Jung, poppig, unangepasst

ART-O-RAMA, Marseille

Doris Ghetta, Foto: Margot Montigny

Die Art-o-rama unterscheidet sich deutlich von gängigen, internationalen Kunstmessen: In einem ehemaligen Industriegelände, in dem nun unterschiedlichste Kulturinitiativen eine Bleibe gefunden haben, präsentiert sie sich sehr jung, poppig und unangepasst.


Mit dem Attribut »jung« wird schnell eine Kunstmesse tituliert. Fast alle Satellitenmessen, von der Liste in Basel über die MAD in Madrid bis zur Parallel in Wien, hängen sich gerne dieses Mäntelchen der Avantgarde und des Unangepassten um. Verspricht doch diese Kategorisierung bei soignierten Sammlerinnen und Sammlern die Abenteuerlust und den Entdeckergeist zu wecken. Selbst wenn bedacht wird, dass einige der vermeintlichen Jungspunde fast das dritte (Über-)Lebensjahrzehnt erreicht haben. Ergo in einem Alter sind, in dem Galeristinnen und Galeristen potenziellen Sammlern gleichen Alters bei ihren ersten Ankäufen tatkräftig zur Seite stehen. Außerdem ist rund um den Globus zu beobachten, dass Entdeckermessen zum Mainstream neigen: Irgendwie verständlich, die Preise steigen und der weltweite Wettkampf wird immer härter.

Zeitgenössische Kunst und aktuelles Design

Hier kommt die Art-o-rama in der französischen Hafenstadt ins Spiel: Hinter dem etwas sperrigen Namen steht ein Format, dass sich, seit einem massiven Relaunch vor ein paar Jahren, sowohl mit zeitgenössischer Kunst auf dem so schön umschriebenen »cutting edge«-Niveau auseinandersetzt als auch aktuellem Design eine Plattform bietet. Den Zugang zur Art-o-rama müssen sich Erstbesucher erarbeiten, denn das Kulturareal »Friche la Belle de Mai«, eine ehemalige Tabakfabrik, ist relativ weitläufig. Die fetzige, nicht leicht zu entziffernde Grafik der Messe auf den Hinweisschildern tut ihr Übriges. Aber das gehört wohl zur widerspenstigen Attitüde.

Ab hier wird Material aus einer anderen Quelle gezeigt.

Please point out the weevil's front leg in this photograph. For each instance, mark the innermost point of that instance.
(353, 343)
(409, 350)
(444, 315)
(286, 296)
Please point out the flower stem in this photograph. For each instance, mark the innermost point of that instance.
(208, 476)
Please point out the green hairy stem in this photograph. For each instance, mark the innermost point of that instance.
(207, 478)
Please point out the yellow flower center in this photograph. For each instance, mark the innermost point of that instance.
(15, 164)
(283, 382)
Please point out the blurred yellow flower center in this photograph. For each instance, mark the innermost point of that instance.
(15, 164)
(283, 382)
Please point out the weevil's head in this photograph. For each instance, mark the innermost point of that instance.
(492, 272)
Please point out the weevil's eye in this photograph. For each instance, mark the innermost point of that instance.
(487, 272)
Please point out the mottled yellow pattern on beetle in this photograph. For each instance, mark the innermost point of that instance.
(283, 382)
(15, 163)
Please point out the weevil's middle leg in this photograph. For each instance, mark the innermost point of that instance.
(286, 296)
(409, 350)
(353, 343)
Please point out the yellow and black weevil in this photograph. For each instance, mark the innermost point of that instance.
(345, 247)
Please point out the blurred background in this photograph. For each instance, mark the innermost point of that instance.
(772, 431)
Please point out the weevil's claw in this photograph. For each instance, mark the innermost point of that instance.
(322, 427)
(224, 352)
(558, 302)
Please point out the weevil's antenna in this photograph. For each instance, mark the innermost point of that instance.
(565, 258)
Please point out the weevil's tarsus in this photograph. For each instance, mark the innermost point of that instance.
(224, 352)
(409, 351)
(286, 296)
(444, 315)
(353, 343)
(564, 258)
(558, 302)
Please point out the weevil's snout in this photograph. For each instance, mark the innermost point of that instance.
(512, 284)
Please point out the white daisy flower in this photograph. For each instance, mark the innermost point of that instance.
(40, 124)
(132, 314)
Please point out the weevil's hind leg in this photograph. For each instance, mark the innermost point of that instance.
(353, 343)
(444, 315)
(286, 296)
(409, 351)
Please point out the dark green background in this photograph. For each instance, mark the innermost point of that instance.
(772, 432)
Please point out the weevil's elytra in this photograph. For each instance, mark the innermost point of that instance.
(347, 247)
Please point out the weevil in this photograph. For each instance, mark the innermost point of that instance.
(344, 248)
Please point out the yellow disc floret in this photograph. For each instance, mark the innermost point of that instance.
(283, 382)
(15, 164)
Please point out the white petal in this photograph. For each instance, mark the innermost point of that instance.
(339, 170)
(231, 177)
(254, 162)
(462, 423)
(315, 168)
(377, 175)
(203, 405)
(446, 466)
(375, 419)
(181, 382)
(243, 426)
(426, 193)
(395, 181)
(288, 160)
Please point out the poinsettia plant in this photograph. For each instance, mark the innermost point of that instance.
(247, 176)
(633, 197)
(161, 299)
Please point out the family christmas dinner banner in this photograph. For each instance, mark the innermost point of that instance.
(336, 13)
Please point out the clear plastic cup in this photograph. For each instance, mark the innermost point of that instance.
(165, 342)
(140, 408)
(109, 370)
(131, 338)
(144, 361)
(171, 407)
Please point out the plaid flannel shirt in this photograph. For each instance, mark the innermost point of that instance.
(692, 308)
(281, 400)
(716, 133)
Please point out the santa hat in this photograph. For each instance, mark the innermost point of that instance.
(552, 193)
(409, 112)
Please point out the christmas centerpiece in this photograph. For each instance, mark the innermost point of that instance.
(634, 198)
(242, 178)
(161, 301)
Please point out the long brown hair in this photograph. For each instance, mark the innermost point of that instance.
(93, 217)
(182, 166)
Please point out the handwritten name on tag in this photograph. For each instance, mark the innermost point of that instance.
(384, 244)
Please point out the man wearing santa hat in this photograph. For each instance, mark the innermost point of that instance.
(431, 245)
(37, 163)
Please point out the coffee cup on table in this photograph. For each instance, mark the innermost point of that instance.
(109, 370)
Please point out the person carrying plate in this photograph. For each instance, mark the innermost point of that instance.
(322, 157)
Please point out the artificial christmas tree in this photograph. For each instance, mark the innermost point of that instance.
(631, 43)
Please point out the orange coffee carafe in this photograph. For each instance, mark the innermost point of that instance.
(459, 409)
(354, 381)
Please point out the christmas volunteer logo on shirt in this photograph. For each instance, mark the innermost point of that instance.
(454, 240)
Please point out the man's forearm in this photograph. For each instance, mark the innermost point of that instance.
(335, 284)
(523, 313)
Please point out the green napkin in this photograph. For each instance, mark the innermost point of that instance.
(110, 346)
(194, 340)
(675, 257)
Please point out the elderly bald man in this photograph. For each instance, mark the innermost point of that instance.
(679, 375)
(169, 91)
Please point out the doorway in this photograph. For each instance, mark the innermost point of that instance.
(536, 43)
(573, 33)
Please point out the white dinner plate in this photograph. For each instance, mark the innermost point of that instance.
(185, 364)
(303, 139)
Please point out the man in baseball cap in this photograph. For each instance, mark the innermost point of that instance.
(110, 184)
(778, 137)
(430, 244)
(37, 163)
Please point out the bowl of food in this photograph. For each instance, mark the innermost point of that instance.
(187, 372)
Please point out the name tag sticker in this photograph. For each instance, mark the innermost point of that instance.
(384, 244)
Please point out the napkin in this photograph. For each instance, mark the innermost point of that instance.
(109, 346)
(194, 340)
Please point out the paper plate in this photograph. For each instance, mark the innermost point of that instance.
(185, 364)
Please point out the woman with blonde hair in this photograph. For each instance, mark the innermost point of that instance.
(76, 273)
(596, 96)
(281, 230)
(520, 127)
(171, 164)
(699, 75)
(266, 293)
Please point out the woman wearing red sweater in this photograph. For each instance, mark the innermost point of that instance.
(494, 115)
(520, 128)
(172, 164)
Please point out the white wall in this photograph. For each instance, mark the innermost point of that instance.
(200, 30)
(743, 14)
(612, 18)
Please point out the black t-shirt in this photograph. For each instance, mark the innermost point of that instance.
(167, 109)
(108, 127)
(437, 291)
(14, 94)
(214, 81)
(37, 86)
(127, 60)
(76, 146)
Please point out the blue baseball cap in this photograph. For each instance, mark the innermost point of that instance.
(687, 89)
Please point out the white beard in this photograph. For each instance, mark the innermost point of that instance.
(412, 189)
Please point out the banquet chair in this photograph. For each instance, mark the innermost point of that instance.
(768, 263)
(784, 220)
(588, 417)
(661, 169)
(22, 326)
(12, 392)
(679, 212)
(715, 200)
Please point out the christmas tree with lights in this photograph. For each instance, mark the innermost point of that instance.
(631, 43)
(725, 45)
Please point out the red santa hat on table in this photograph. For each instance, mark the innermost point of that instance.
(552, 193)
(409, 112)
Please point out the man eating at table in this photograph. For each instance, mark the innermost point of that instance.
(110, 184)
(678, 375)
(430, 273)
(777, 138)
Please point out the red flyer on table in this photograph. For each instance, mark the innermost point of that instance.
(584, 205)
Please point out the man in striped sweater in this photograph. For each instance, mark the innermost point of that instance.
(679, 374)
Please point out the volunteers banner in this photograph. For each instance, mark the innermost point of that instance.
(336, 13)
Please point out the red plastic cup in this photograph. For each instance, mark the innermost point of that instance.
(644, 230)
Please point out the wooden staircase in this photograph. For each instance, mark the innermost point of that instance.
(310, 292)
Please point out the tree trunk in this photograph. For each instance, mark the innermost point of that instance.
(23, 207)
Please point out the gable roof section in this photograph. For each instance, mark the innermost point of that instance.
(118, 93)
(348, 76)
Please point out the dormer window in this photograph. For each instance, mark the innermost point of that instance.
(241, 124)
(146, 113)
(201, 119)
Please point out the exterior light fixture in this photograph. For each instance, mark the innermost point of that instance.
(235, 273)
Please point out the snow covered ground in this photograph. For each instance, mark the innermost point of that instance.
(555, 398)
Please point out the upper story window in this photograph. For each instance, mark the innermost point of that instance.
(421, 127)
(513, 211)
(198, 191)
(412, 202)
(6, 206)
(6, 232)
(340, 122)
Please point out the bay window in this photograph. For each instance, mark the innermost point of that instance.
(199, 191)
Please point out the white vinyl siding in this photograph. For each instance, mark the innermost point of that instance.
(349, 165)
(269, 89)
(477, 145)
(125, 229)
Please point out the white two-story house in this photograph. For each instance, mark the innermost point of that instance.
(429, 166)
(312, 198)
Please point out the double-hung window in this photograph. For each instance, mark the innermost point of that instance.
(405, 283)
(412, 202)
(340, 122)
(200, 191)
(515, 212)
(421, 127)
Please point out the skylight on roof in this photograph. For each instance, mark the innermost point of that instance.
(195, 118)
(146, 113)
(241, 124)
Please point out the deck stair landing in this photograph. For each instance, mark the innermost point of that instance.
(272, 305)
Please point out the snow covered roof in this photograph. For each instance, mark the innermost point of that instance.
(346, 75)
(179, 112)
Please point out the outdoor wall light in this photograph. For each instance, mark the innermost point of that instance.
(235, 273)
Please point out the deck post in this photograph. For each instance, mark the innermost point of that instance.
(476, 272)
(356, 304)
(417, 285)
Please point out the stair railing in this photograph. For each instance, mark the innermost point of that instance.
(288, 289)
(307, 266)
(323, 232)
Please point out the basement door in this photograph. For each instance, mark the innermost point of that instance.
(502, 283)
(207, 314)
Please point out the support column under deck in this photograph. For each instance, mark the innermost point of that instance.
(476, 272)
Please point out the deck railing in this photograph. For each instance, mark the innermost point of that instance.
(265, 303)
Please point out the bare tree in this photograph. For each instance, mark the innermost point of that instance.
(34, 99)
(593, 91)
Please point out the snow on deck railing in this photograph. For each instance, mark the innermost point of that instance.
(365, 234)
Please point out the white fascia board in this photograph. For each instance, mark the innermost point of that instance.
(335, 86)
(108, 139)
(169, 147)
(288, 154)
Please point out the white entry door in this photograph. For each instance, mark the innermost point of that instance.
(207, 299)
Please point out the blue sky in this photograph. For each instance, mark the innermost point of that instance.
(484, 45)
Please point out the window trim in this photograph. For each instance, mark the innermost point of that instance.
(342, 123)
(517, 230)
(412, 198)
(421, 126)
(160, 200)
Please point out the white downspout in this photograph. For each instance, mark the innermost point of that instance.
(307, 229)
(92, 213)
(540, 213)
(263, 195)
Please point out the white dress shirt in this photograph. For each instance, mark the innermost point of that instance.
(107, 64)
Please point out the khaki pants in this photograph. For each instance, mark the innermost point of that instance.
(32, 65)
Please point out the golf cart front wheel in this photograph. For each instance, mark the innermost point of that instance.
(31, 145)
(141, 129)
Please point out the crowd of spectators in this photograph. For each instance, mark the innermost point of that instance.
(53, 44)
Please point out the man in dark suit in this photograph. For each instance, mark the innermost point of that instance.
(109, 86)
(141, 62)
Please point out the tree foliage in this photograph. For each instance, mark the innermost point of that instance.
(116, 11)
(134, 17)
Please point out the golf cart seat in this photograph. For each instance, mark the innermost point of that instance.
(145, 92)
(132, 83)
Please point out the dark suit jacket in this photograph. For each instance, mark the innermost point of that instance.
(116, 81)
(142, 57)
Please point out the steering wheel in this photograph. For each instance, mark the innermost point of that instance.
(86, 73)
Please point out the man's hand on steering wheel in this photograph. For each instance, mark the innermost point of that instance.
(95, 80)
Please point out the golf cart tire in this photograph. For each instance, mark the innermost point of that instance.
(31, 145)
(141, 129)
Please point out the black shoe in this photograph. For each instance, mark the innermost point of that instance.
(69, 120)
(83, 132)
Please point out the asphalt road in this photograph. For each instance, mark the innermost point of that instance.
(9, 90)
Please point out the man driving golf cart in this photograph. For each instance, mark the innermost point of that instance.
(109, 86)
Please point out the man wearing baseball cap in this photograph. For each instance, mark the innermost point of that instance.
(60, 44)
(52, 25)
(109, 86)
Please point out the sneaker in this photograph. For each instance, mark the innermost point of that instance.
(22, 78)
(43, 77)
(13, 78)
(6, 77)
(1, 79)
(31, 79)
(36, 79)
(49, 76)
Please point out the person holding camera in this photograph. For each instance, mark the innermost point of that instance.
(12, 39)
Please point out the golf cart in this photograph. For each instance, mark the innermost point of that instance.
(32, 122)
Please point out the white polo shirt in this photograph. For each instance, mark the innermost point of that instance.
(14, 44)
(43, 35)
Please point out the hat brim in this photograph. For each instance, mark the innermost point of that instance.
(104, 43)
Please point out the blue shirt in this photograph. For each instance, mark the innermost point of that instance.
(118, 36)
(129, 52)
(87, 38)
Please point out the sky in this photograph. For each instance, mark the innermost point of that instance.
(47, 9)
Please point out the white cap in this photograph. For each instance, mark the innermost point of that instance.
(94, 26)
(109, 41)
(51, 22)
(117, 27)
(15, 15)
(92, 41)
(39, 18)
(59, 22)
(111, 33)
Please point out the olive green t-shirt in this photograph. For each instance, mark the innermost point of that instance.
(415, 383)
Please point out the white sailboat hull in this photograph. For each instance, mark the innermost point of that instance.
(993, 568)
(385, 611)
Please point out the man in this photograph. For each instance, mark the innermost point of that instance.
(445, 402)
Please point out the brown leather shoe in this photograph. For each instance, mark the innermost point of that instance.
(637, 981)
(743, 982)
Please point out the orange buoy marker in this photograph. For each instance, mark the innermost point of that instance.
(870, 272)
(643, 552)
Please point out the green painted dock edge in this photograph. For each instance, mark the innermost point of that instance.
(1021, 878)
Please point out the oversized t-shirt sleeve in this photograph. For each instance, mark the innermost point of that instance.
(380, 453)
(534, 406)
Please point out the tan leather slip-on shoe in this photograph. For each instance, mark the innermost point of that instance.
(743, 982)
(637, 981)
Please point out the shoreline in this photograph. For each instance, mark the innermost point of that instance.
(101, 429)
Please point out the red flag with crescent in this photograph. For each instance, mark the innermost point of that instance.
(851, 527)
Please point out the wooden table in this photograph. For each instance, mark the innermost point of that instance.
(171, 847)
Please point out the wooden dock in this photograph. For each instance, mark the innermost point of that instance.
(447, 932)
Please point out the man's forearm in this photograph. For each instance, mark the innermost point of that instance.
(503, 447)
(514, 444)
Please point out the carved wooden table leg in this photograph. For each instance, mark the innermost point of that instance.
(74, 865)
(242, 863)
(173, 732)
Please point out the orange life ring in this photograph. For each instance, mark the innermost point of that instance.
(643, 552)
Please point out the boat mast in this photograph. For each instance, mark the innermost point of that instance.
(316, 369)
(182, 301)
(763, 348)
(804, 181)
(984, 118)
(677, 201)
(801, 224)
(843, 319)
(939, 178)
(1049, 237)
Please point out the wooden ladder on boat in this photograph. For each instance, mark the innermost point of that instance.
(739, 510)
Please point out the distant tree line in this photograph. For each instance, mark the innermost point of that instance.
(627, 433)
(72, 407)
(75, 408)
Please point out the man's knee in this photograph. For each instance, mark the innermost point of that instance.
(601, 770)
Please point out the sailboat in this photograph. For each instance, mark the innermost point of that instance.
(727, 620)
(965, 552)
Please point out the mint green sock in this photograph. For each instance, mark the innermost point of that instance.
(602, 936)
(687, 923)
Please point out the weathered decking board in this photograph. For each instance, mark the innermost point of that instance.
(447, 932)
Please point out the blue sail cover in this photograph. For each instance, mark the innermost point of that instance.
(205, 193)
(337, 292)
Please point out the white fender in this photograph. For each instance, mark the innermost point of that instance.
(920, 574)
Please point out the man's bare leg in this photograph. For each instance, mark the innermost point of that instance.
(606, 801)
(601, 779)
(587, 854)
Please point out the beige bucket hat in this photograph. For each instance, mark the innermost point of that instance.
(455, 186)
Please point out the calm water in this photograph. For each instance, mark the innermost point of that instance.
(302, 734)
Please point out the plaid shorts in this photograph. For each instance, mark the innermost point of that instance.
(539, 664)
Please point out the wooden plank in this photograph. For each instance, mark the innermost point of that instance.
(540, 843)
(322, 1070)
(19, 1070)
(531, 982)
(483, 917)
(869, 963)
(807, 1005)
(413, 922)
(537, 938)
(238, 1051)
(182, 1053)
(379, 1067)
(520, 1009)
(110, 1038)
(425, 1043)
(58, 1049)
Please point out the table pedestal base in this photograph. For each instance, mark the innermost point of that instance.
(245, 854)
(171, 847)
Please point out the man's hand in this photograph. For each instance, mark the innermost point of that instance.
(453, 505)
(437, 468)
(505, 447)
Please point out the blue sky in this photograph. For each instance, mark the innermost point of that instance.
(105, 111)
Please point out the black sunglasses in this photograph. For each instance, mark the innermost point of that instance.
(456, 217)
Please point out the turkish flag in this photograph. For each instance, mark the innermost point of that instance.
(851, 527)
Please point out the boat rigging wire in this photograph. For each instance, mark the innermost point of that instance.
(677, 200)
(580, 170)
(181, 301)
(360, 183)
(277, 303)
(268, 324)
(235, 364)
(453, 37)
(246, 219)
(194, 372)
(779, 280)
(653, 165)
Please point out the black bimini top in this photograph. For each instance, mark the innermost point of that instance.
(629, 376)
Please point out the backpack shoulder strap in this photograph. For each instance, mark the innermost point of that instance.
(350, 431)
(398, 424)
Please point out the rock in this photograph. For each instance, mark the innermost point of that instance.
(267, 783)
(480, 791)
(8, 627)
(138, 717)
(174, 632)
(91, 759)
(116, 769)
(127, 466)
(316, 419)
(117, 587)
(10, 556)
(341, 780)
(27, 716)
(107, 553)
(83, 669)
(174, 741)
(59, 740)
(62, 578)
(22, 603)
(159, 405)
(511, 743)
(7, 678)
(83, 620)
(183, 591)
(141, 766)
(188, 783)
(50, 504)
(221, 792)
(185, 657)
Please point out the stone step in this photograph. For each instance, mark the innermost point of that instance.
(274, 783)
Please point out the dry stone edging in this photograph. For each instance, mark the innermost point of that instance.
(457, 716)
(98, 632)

In medias res: Die diesjährige Art-o-rama präsentiert 59 internationale Aussteller – 40 Kunst- und 19 Designgalerien. Es ist bemerkenswert, dass Aussteller aus Mexiko über Georgien, bis Korea ihren Weg nach Marseille gefunden haben, aber kein Aussteller aus Deutschland verzeichnet ist – wohingegen drei aus Wien (City Galerie gemeinsam mit Shore, Tappeiner und Wonnerth Dejaco) und eine aus Zürich (lange + pult) angereist sind. In der vormaligen Tabakfabrik überwiegen Einzelpräsentationen, maximal zwei Positionen. Es fällt sehr positiv auf, dass die Preisgestaltung moderat gehalten wurde. Das Gros der Werke bewegt sich zwischen 1500 und 11.000 Euro.

 

 

Oroma Elewa, in situ – fabienne le clerc, Foto: PARNASS

Oroma Elewa, in situ – fabienne le clerc, Foto: PARNASS

Einen Ausreißer aus dem Preisniveau finden Sammler am Stand von Wonnerth Dejaco: Die ungemein beeindruckende Filmskulptur von Philipp Fleischmann wird um 20.000 Euro angeboten, Videostills des Künstlers liegen bei 2400 Euro. »Wir sehen die Art-o-rama als ideale Plattform für die Vermittlung von ‚emerging artists‘ an Biennalen, Museen und Institutionen«, erläutert Victoria Dejaco im Gespräch mit PARNASS ihre Entscheidung nach Marseille zu kommen. »Es verwundert, wie viele Kuratoren und Direktoren wesentlicher Institutionen gerade hier vorbeikommen – ein unglaublicher Unterschied zu anderen Events dieser Art!« Neben Fleischmanns Skulptur ist es ein ergreifendes Video von Belinda Kazeem-Kaminski, das für Interesse sorgt (16.000 Euro

Ab wann geht einer, einem Paris auf die Nerven?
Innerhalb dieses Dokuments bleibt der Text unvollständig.